Doch seit sich Ministerpräsident Peer Steinbrück (SPD) und sein CDU-Herausforderer Jürgen Rüttgers am Himmelfahrtstag im ersten TV-Duell gegenüber standen, glaubt die SPD an eine Trendwende. Steinbrück hat das Duell nach SPD-Lesart dank seiner Attacken auf Rüttgers klar gewonnen. Seit dem ersten TV-Duell ist der Vorsprung von CDU und FDP von einst bis zu elf Prozentpunkten auf - je nach Institut - fünf bis acht Punkte geschrumpft. Und auch eine Blitzumfrage nach dem jüngsten TV-Duell am Dienstag abend sah Steinbrück vor seinem Herausforderer: 47 Prozent der Befragten meinten, Steinbrück sei überzeugender gewesen, 31 Prozent sprachen sich für Rüttgers aus. Auch die unentschiedenen Wähler sahen Steinbrück vor Rüttgers (46 zu 22 Prozent). Die überzeugenderen inhaltlichen Argumente hatte bei drei von fünf Politikfeldern (Wirtschaft, Arbeitsmarkt, Bildung) Jürgen Rüttgers. Bei den Themen Finanz- und Energiepolitik lag Steinbrück vorn.
Rüttgers, der bei CDU-Wahlkampfveranstaltungen bereits als "Noch-Fraktionsvorsitzender und in wenigen Tagen Ministerpräsident" begrüßt wird, setzt weiter auf eine Wechselstimmung nach 39 Jahren SPD-Regierung in Düsseldorf. "Wir waren noch nie so nah dran", zeigt er sich überzeugt.

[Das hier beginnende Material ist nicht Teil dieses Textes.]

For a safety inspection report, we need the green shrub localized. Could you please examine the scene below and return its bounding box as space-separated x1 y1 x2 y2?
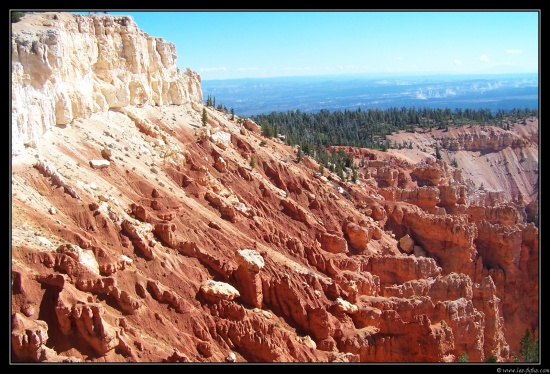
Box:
11 12 25 23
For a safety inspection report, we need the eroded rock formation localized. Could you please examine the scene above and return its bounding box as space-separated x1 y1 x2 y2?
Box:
11 12 539 362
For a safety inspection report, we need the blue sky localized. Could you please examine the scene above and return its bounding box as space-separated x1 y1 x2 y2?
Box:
101 10 540 80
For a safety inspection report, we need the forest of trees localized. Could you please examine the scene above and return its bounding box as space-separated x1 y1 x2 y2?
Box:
206 96 538 181
251 107 538 150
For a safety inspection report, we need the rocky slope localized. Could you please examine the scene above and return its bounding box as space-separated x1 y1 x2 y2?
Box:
10 13 539 362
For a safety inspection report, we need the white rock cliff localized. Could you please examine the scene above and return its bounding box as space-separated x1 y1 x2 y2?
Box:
11 12 202 154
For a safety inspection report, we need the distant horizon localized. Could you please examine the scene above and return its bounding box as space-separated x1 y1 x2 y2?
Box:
201 71 540 82
201 73 540 116
97 9 540 80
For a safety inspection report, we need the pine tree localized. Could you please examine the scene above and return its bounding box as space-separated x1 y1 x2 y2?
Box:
202 108 208 126
519 329 539 362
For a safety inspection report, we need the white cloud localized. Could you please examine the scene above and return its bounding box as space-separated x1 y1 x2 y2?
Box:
479 55 489 63
199 66 227 73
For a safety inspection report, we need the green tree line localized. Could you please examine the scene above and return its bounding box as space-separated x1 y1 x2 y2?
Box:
251 107 538 149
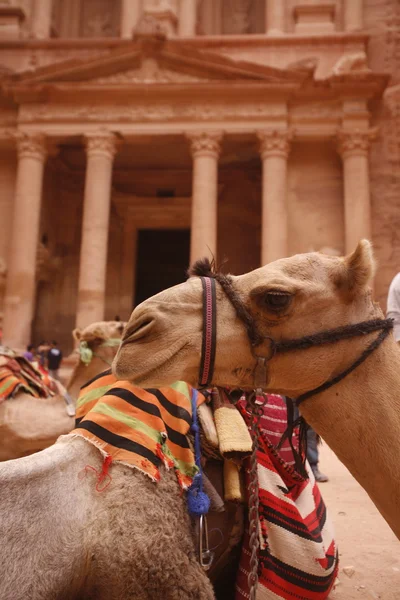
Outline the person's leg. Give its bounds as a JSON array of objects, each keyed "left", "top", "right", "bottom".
[
  {"left": 49, "top": 369, "right": 60, "bottom": 381},
  {"left": 307, "top": 427, "right": 328, "bottom": 483}
]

Die gute Resonanz der CDU-Veranstaltungen bestärkt ihn.
Die Schulpolitik und - wie könnte es in Nordrhein-Westfalen anders sein - die Steinkohle habe sich zu Hauptstreitpunkten im Wahlkampf entwickelt. Die CDU versucht mit dem Hinweis auf die pro Jahr ausfallenden Millionen Unterrichtsstunden zu punkten. Steinbrück wirft der Opposition "gezielte Desinformation" vor. In den Vorzeigeländern der Union, Bayern und Baden-Württemberg, sei es auch nicht besser.
Gravierender ist der Streit um die Kohlesubventionen. Die CDU will sie nach einem Wahlsieg bis 2010 halbieren. Rüttgers stellt inzwischen sogar die von Bund und Land bis 2008 vertraglich zugesagten Hilfen in Frage. Für die SPD ist das im Revier willkommene Wahlkampfmunition. Steinbrück lässt keine Gelegenheit aus, der CDU vorzuwerfen, mit diesem Kurs Massenentlassungen auf den Zechen zu verursachen.

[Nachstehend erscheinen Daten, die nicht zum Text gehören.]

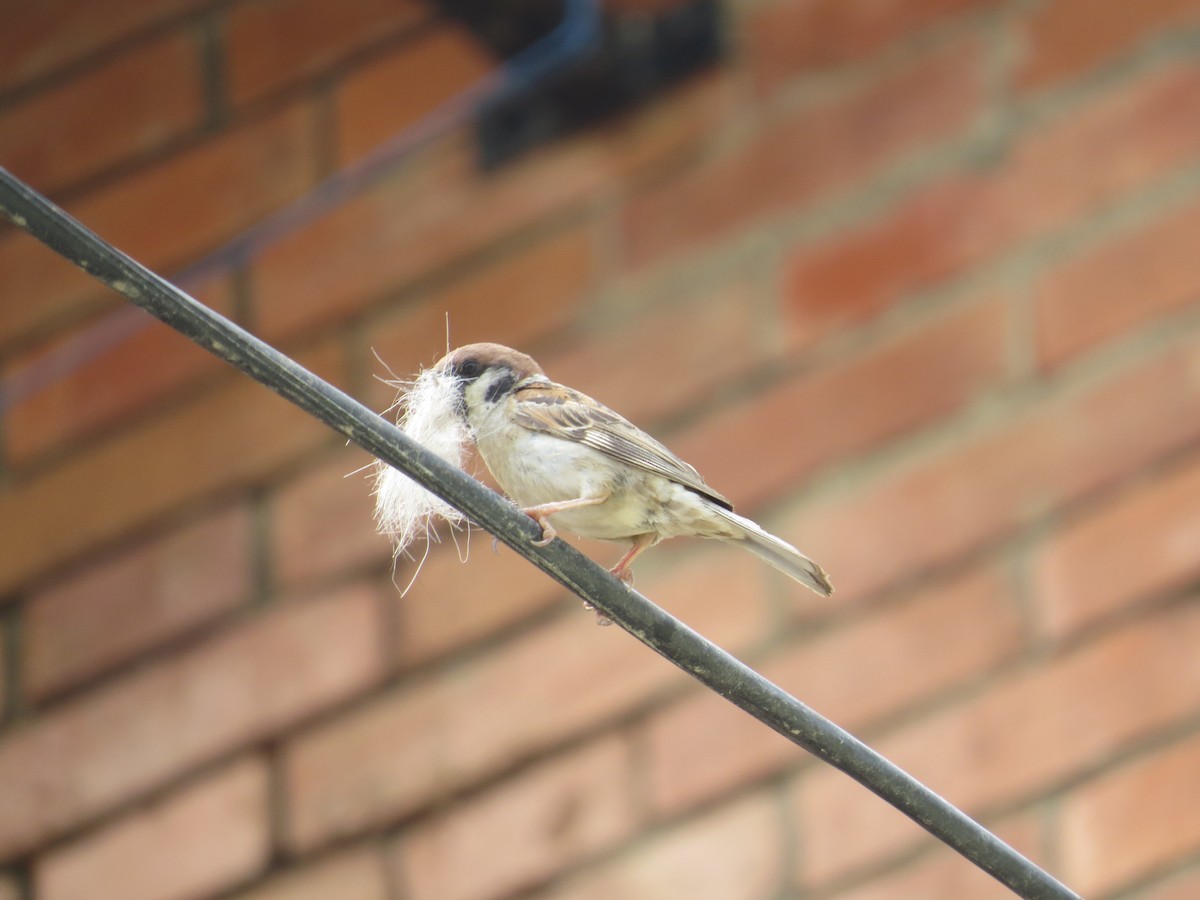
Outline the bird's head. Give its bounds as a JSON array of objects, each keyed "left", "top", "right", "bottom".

Für Grüne und FDP wird es im sich zuspitzenden Wahlkampf immer schwieriger, auf sich aufmerksam zu machen. Die Grünen griffen deshalb zum bewährten Mittel der Attacken auf den Koalitionspartner. Nachdem SPD-Landeschef Harald Schartau Kritik der Grünen an mangelnder Mobilisierung recht barsch zurückgewiesen hatte, keilten diese zurück. Schartau sei "der schwächste Landesvorsitzende, den die SPD je gehabt habe" und "auch als Wirtschafts- und Arbeitsminister eine Enttäuschung", polterte Fraktionsvize Reiner Priggen.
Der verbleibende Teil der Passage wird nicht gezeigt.